Error functions, Mordell integrals and an integral analogue of partial theta function

TL;DR

This paper introduces new transformations involving error functions and integrals related to theta functions, leading to exact, approximate, and asymptotic evaluations of complex integrals, including those involving the Riemann Xi-function.

Contribution

It presents novel transformations connecting error functions and theta function analogues, expanding methods for evaluating complex integrals and deriving asymptotic expansions.

Findings

Derived new error function transformations linked to theta functions.

Provided exact and approximate evaluations of non-elementary integrals.

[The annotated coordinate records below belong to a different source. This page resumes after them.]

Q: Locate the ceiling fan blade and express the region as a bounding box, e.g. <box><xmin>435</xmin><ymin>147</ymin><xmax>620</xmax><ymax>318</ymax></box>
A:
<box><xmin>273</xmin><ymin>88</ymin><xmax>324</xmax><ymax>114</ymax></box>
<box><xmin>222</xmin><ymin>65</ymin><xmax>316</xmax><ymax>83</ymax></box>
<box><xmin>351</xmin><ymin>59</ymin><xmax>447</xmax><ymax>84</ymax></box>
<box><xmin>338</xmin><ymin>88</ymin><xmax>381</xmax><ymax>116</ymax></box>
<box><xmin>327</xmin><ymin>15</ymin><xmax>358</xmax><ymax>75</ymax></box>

Established asymptotic expansions involving the Riemann Xi-function.

Abstract

A new transformation involving the error function $\textup{erf}(z)$, the imaginary error function $\textup{erfi}(z)$, and an integral analogue of a partial theta function is given along with its character analogues. Another complementary error function transformation is also obtained which when combined with the first explains a transformation in Ramanujan's Lost Notebook termed by Berndt and Xu as the one for an integral analogue of theta functions. These transformations are used to obtain a variety of exact and approximate evaluations of some non-elementary integrals involving hypergeometric functions. Several asymptotic expansions, including the one for a non-elementary integral involving a product of the Riemann $\Xi$-function of two different arguments, are obtained, which generalize known results due to Berndt and Evans, and Oloa.